Treatment of the rat hepatic stellate cell line, PAV‐1, by retinol and palmitic acid leads to a convenient model to study retinoids metabolism

The main site of vitamin A storage in the liver is the hepatic stellate cells (HSC). Involvement of HSC in vitamin A metabolism has mainly been studied using primary culture, which represents the most physiological model but technically suffers several drawbacks (yield, low reproducibility, etc.).
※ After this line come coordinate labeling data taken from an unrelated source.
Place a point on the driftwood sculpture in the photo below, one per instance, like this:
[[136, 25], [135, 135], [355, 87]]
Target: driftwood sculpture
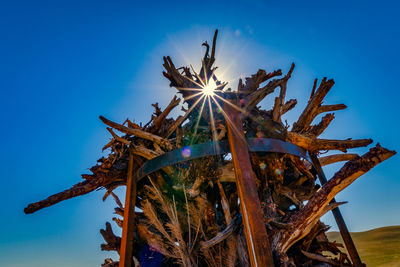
[[189, 212]]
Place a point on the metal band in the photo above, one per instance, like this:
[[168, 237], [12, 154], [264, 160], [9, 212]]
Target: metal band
[[217, 148]]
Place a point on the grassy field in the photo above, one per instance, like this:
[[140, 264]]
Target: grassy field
[[377, 247]]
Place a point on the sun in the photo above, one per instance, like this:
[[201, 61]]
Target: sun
[[209, 88]]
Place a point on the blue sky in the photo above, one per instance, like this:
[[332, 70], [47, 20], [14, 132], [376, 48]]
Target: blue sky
[[64, 63]]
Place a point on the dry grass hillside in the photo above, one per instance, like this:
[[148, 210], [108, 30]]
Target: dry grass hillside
[[377, 247]]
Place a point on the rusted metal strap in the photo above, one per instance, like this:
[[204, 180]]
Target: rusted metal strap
[[217, 148]]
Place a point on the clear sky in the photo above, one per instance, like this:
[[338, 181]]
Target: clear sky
[[64, 63]]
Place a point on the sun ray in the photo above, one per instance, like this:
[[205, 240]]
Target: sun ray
[[244, 112], [213, 130], [198, 76], [193, 81], [205, 72], [234, 128], [192, 96], [198, 121]]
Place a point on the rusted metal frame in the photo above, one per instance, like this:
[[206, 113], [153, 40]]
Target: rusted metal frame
[[348, 241], [126, 249], [216, 148], [257, 240]]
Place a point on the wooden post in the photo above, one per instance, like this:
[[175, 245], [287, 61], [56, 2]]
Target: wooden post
[[344, 232], [258, 245], [126, 250]]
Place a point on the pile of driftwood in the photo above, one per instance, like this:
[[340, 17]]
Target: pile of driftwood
[[189, 213]]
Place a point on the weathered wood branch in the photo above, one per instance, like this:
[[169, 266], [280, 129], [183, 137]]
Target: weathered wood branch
[[159, 119], [311, 110], [139, 133], [290, 104], [328, 108], [79, 189], [258, 95], [336, 158], [313, 144], [318, 129], [302, 222], [113, 242]]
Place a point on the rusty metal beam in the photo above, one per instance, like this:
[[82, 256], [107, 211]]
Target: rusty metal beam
[[344, 232], [126, 250], [257, 241]]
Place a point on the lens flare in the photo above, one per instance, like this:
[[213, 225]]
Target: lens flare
[[208, 90]]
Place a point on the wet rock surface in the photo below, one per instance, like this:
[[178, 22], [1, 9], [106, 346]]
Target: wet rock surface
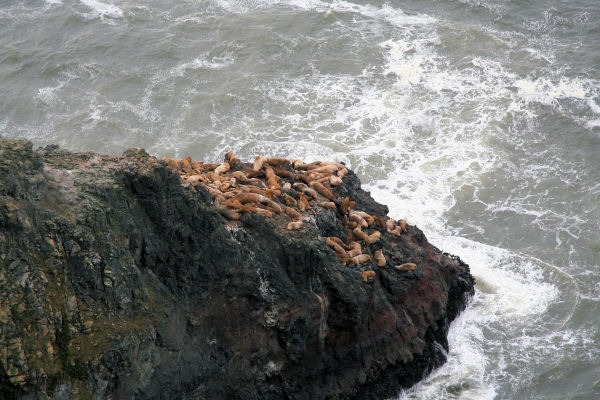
[[120, 280]]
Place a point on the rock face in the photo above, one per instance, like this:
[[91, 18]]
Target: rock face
[[119, 282]]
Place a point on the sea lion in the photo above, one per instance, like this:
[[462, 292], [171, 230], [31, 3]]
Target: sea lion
[[298, 164], [373, 237], [195, 178], [256, 209], [294, 225], [171, 163], [240, 176], [335, 181], [230, 158], [277, 161], [289, 200], [379, 258], [301, 187], [406, 267], [303, 203], [258, 163], [336, 247], [358, 233], [303, 177], [403, 225], [355, 251], [330, 169], [356, 217], [344, 205], [319, 187], [366, 275], [349, 224], [284, 174], [361, 259], [343, 258], [293, 214], [330, 205], [391, 227], [273, 184], [338, 240], [379, 221], [186, 165], [272, 192], [229, 213]]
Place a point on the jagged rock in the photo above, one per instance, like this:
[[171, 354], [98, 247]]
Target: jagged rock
[[117, 281]]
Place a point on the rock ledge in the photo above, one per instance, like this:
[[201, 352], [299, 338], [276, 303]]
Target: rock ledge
[[120, 278]]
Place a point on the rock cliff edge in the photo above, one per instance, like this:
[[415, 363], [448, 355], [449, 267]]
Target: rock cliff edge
[[120, 280]]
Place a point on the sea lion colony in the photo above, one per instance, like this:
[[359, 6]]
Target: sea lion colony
[[277, 186]]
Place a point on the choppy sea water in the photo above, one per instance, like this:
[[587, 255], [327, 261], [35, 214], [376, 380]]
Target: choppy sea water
[[477, 120]]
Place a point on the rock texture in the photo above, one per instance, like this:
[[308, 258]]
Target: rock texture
[[119, 282]]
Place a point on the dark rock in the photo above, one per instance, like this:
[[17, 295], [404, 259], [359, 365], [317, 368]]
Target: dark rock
[[167, 300]]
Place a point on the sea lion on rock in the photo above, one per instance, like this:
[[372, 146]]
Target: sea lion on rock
[[230, 158], [303, 203], [258, 163], [366, 275], [294, 225], [293, 214], [335, 181], [323, 190], [229, 213], [406, 267], [336, 247], [358, 233], [289, 200], [330, 205], [379, 258], [222, 168], [240, 176], [361, 259], [373, 237]]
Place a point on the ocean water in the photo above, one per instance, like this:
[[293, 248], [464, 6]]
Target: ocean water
[[477, 120]]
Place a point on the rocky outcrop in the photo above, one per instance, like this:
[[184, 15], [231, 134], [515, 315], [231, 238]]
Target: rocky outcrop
[[117, 281]]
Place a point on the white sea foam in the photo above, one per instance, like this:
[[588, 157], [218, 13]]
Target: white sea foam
[[100, 9]]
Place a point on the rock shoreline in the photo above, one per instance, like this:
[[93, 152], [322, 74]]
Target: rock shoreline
[[121, 280]]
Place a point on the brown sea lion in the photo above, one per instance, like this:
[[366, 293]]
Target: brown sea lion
[[366, 275], [285, 174], [356, 217], [359, 234], [229, 213], [344, 205], [294, 225], [330, 205], [277, 161], [335, 181], [336, 247], [373, 237], [406, 267], [293, 214], [230, 158], [258, 163], [289, 200], [379, 258], [319, 187], [361, 259], [171, 163], [303, 203], [330, 169]]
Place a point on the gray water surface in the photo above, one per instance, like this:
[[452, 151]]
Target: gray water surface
[[477, 120]]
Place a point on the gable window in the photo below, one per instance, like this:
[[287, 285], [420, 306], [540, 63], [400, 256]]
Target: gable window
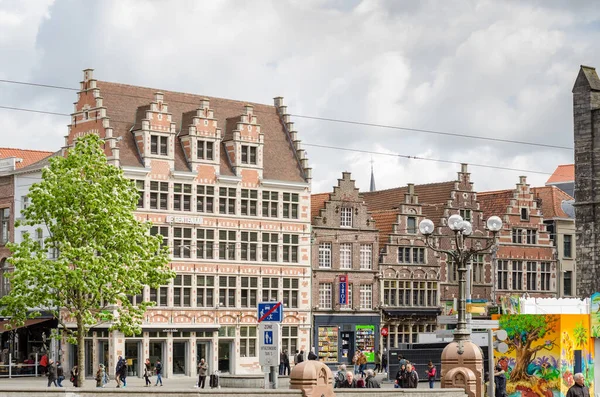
[[205, 199], [270, 203], [325, 255], [411, 225], [466, 214], [248, 154], [249, 202], [346, 217], [227, 200], [532, 276], [182, 199], [159, 195], [290, 205], [159, 145], [205, 150]]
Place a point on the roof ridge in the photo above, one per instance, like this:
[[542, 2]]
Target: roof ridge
[[180, 93]]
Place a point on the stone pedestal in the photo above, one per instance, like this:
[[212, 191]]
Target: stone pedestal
[[314, 379], [464, 370]]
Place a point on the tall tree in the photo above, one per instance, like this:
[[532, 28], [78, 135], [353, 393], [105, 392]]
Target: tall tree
[[522, 331], [103, 254]]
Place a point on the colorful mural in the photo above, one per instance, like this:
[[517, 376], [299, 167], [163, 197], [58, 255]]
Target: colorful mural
[[545, 351]]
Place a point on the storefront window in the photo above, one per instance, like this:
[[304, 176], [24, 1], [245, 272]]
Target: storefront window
[[328, 344]]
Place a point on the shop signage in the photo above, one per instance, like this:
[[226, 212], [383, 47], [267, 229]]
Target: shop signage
[[343, 290], [268, 344], [192, 220]]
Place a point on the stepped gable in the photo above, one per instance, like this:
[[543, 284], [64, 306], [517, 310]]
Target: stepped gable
[[551, 201], [123, 102], [317, 203], [495, 202], [27, 157]]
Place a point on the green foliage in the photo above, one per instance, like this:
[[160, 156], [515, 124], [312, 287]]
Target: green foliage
[[104, 253]]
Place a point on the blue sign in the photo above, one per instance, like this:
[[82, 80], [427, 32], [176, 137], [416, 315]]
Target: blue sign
[[343, 290], [270, 312], [268, 337]]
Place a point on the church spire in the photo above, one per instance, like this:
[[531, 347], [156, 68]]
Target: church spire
[[372, 186]]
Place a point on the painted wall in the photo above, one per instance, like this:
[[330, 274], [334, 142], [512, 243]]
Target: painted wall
[[545, 351]]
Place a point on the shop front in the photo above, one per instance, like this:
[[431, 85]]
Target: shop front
[[338, 337]]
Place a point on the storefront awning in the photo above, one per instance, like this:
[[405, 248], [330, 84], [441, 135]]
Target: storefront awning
[[5, 324], [414, 311]]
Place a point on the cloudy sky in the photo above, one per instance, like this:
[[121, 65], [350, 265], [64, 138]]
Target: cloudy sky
[[494, 69]]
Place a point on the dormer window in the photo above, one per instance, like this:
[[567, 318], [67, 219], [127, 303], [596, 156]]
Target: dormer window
[[205, 150], [248, 154], [159, 145], [346, 217]]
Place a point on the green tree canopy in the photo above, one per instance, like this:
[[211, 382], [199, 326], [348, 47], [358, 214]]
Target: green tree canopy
[[104, 254]]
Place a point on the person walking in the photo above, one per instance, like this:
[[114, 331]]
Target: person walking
[[202, 371], [147, 372], [371, 382], [158, 369], [60, 374], [377, 368], [431, 374], [579, 389], [413, 377], [51, 373]]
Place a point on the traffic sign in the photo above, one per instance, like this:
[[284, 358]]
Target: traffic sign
[[270, 312], [268, 344]]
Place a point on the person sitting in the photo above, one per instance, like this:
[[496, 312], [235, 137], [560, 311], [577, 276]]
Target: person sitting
[[349, 382]]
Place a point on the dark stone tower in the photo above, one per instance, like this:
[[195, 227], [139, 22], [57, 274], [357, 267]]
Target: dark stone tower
[[586, 106]]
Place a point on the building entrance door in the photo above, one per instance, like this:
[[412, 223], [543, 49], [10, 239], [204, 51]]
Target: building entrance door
[[225, 356]]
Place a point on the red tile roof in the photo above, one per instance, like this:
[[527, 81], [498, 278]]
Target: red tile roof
[[123, 101], [495, 202], [564, 173], [552, 198], [317, 202], [29, 156]]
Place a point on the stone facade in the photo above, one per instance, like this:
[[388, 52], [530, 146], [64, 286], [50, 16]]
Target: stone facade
[[228, 187], [344, 256], [586, 103]]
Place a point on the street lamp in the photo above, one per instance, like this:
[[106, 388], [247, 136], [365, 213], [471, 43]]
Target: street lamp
[[465, 247]]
To circumvent these problems, we have previously established and characterised an immortalised rat HSC line named PAV‐1. This study aimed to investigate in PAV‐1 and in primary HSC (i) the incorporation of retinol and its esterification, (ii) the cellular retinol‐binding protein (CRBP) content, (iii) the acid retinyl ester hydrolase activity (aREH), (iv) the thermal susceptibility and (v) the lipid composition of the membranes, which may play a crucial role in retinol transport across cellular membrane. In routine conditions of culture, the rate of retinol esterification in PAV‐1 was low (5.2%) compared to that obtained with primary HSC (69.9%). Retinol pre‐treatment doubled this esterification rate (10.7%) and the CRBP content in PAV‐1. The co‐incubation with retinol and palmitic acid enabled PAV‐1 to esterify retinol with a rate close to that of primary HSC (66.2% vs. 69.9%) and with similar retinyl ester profiles. aREH activity was higher in primary HSC than in PAV‐1. Thermal susceptibility and phospholipid composition of membranes in PAV‐1 treated cells were similar to those of primary HSC. In conclusion, our study shows that PAV‐1 cells treated with retinol and palmitic acid is a sound and convenient model for studying vitamin A mobilisation, a fundamental physiological event occurring in HSC.